Mettere in atto il restauro delle opere d’arte senza far ricorso a prodotti chimici, potenzialmente dannosi sia per la salute che per l’ambiente; questa è l’idea posta alla base del progetto sul “biorestauro” promosso dall’ENEA; proprio l’ente pubblico di ricerca ha presentato in questi giorni gli esiti del lavoro di ricerca condotto su batteri e sostanze naturali, che andranno a sostituire la chimica nella manutenzione delle fontane e delle statue dei giardini della Città del Vaticano.

Il metodo di pulizia dei beni ideato nei laboratori ENEA, prevede l’utilizzo di microrganismi “specializzati” nella rimozione delle varie tipologie di deposito che deturpano statue e fontane; i vantaggi di questa idea sono evidenti, a partire dalla selettività dell’intervento fino ai minori rischi per la salute degli operatori, passando per i costi più bassi e per la possibilità di garantire la sicurezza delle stesse opere d’arte.

L’occasione per discutere di questa importante ricerca si è presentata durante il workshop

Tecnologie e prodotti BIO-based per strategie sostenibili di conservazione dei Beni Culturali e di risanamento dei suoli

organizzato dall’ENEA con la partecipazione di esponenti del mondo dei beni culturali e artistici, fra i quali il responsabile del Gabinetto di Ricerche Scientifiche dei Musei Vaticani, Ulderico Santamaria, e  Giuseppina Fazio dell’Istituto Superiore per la Conservazione e il Restauro.

La ricerca scientifica ha individuato nei microrganismi  formidabili alleati per un nuovo strumento utilizzabile per la tutela e la conservazione del patrimonio artistico. L’idea dalla quale siamo partiti è stata di trasformare in risorsa un problema, ovvero sfruttare le capacità metaboliche dei microrganismi che vivono in aree degradate di interesse archeologico per intervenire sugli stessi manufatti artistici bisognosi di restauro

spiega Anna Rosa Sprocati, coordinatrice del laboratorio ENEA di “Microbiologia Ambientale e Biotecnologie Microbiche”, presso il quale è stata portata avanti l’attività di ricerca.
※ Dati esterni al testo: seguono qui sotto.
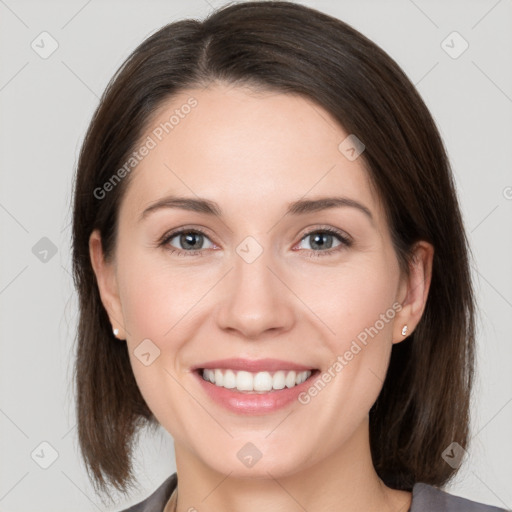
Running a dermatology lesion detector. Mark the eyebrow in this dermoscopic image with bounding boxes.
[139,195,374,223]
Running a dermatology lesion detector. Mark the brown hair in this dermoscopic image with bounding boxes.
[73,1,474,493]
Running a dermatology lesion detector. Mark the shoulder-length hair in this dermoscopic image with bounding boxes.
[72,1,475,493]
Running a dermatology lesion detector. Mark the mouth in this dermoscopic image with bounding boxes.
[196,368,318,394]
[191,359,320,415]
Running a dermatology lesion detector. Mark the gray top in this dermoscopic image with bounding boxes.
[121,473,510,512]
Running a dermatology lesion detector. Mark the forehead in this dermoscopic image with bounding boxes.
[117,84,380,224]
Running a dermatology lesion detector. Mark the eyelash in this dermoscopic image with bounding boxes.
[158,227,352,258]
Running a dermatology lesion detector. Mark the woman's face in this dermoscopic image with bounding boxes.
[90,84,426,476]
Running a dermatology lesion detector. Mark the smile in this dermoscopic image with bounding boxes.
[200,368,312,393]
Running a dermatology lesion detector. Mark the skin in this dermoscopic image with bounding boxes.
[90,83,433,512]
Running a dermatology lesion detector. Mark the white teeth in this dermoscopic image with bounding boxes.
[203,368,311,392]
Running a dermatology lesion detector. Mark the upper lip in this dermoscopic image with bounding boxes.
[192,358,314,372]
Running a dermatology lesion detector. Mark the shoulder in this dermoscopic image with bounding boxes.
[409,482,506,512]
[120,473,178,512]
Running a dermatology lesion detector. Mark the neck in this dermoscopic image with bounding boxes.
[175,421,411,512]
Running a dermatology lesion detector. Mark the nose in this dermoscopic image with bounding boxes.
[217,244,297,340]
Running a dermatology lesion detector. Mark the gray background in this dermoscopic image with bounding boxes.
[0,0,512,512]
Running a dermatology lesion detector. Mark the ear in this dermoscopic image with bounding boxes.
[89,229,126,339]
[393,240,434,343]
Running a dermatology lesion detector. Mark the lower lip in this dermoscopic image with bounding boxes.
[193,370,319,415]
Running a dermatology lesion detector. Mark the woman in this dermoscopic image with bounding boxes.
[73,2,508,512]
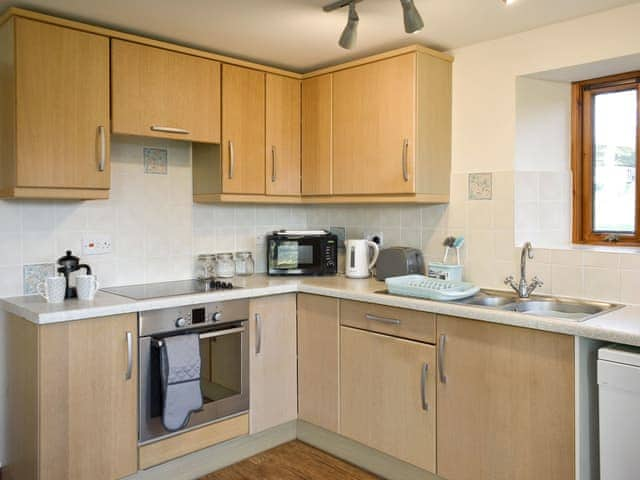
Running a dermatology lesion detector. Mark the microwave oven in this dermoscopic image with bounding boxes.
[267,230,338,275]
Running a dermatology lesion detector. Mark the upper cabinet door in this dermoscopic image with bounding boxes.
[222,65,265,194]
[111,40,220,143]
[266,73,301,195]
[333,53,416,195]
[302,74,332,195]
[15,18,110,189]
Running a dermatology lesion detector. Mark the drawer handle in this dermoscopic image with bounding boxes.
[420,362,429,412]
[151,125,191,135]
[364,313,400,325]
[438,334,447,383]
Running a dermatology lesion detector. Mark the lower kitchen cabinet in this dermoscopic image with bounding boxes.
[340,326,436,470]
[298,294,340,433]
[249,293,298,433]
[5,314,138,480]
[437,316,575,480]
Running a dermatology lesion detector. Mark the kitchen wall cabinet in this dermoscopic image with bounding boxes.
[340,326,436,472]
[265,73,301,195]
[0,17,110,199]
[332,50,451,202]
[437,316,575,480]
[221,65,265,194]
[298,294,340,433]
[111,39,220,143]
[6,314,138,480]
[302,74,333,195]
[249,294,298,434]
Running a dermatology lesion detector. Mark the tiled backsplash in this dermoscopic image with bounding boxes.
[0,138,640,303]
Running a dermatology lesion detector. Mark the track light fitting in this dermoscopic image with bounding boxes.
[322,0,424,49]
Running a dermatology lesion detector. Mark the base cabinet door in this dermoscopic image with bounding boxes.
[39,314,138,480]
[298,294,340,433]
[249,294,298,433]
[437,316,575,480]
[340,327,436,472]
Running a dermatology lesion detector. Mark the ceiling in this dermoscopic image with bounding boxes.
[0,0,638,71]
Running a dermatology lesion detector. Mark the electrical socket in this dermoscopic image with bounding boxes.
[364,232,384,247]
[82,234,113,255]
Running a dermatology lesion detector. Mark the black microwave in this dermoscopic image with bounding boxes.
[267,230,338,275]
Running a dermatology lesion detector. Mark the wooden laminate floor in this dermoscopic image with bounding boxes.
[200,440,380,480]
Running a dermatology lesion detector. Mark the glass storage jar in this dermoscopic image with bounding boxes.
[216,253,236,278]
[198,254,216,280]
[235,252,256,277]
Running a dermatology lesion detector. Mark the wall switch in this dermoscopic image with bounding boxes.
[364,232,384,247]
[82,234,113,255]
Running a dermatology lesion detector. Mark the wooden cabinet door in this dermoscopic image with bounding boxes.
[333,53,416,195]
[340,327,436,472]
[298,294,340,433]
[15,17,111,189]
[221,65,265,194]
[437,316,575,480]
[111,40,220,143]
[38,314,138,480]
[249,294,298,433]
[265,73,301,195]
[302,74,332,195]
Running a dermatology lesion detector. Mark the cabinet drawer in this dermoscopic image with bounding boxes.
[340,300,436,343]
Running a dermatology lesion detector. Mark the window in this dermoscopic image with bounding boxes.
[572,72,640,245]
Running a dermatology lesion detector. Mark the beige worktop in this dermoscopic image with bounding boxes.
[0,274,640,346]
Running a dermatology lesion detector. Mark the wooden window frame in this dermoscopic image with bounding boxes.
[571,71,640,246]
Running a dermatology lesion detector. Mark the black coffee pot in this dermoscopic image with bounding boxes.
[58,250,91,298]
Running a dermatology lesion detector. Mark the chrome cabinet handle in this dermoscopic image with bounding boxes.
[402,138,409,182]
[271,145,277,182]
[229,140,236,180]
[420,362,429,412]
[124,332,133,380]
[151,125,191,135]
[438,334,447,383]
[256,313,262,355]
[364,313,400,325]
[98,125,107,172]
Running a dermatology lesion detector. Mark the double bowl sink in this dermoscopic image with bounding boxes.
[451,290,622,322]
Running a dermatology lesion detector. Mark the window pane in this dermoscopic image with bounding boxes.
[593,89,638,233]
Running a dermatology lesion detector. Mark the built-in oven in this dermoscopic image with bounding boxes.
[267,230,338,275]
[138,300,249,444]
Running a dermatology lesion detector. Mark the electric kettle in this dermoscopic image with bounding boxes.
[344,240,380,278]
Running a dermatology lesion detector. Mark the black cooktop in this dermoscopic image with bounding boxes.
[102,280,239,300]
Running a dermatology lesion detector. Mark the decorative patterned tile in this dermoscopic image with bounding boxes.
[144,147,169,175]
[469,173,493,200]
[22,263,56,295]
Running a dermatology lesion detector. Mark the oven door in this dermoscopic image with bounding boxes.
[268,236,323,275]
[139,321,249,444]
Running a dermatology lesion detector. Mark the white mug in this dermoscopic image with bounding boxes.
[76,275,100,300]
[37,277,67,303]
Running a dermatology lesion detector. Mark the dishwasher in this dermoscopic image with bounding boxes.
[598,345,640,480]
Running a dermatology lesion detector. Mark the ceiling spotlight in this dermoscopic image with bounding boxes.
[400,0,424,33]
[338,2,360,50]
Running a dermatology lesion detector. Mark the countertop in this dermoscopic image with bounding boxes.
[0,275,640,346]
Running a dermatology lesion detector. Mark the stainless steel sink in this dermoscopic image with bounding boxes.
[456,290,622,322]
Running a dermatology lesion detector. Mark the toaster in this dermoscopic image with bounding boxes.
[376,247,424,280]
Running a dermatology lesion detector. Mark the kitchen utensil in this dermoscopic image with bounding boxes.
[376,247,424,280]
[442,237,456,263]
[37,276,67,303]
[345,239,380,278]
[76,275,100,300]
[58,250,91,298]
[385,275,480,302]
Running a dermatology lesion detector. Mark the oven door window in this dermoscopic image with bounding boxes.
[269,240,318,270]
[200,332,243,405]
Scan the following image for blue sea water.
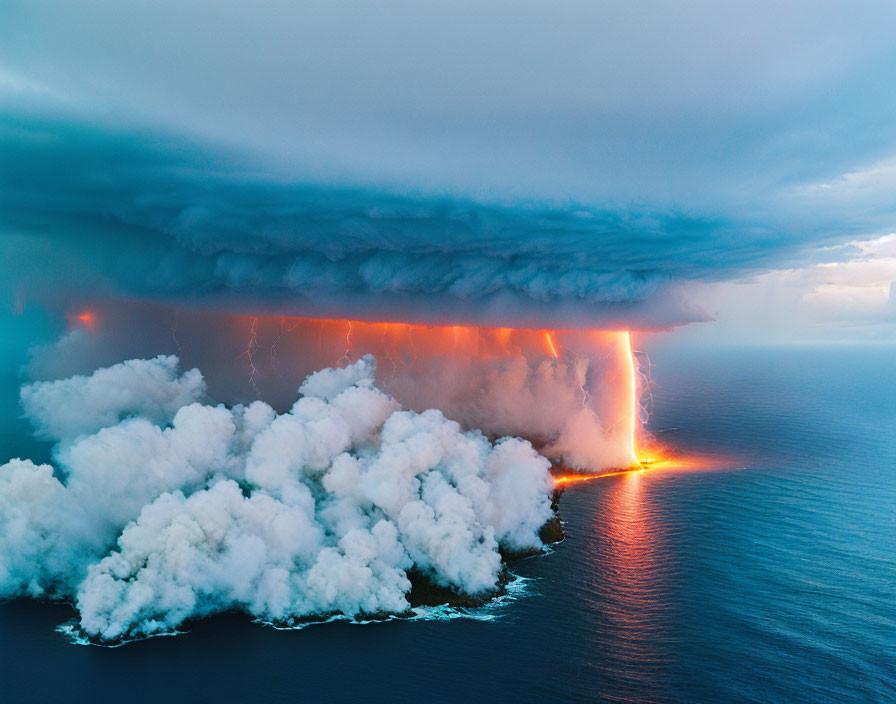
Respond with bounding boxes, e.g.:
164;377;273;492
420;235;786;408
0;348;896;704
A monte del processo di restauro, c’è la raccolta di batteri e funghi, portati in laboratorio e isolati; da qui si arriva agli interventi veri e propri di restauro, per ognuno dei quali sono già stati individuati dei microrganismi specifici dall’ENEA.
Queste nuove tecnologie sembrano essere doppiamente promettenti, sia per l’elevata qualità dei risultati raggiunti, sia perché consentirebbero al mondo del restauro di affrancarsi dai prodotti chimici, specie quelli più aggressivi.

La ricerca ENEA è stata, in realtà, già protagonista di diversi restauri, come ad esempio quelli degli affreschi del Palazzo dei Papi di Avignone, per i quali è stata individuata, in laboratorio, un processo di rimozione delle colle viniliche.

La “biopulitura”, a sua volta, è stata utilizzata per la Casina Farnese, sul Palatino, per il restauto delle logge affrescate riportanti la leggenda di Ercole e Caco.

Quadrelli, Testa di donna
Quadrelli, Testa di donna

Alla Galleria Nazionale di Arte Moderna sono state invece esposte due sculture in marmo sulle quali i ricercatori ENEA hanno affiancato i restauratori utilizzando la biopulitura con microrganismi che hanno completamente rimosso i depositi di cera dalla “Testa di Donna” di Emilio Quadrelli e i residui di smog dalla “Lupa” di Giuseppe Graziosi, rimasta all’aperto per 40 anni.

Le tecniche alla base delle biotecnologie per il restauro sono state tratte da quelle già in uso per il risanamento ambientale; ad esempio, il mix di microrganismi usato per la pulizia della “Lupa” corrisponde a quello già in uso per la bonifica dei terreni inquinati dagli idrocarburi.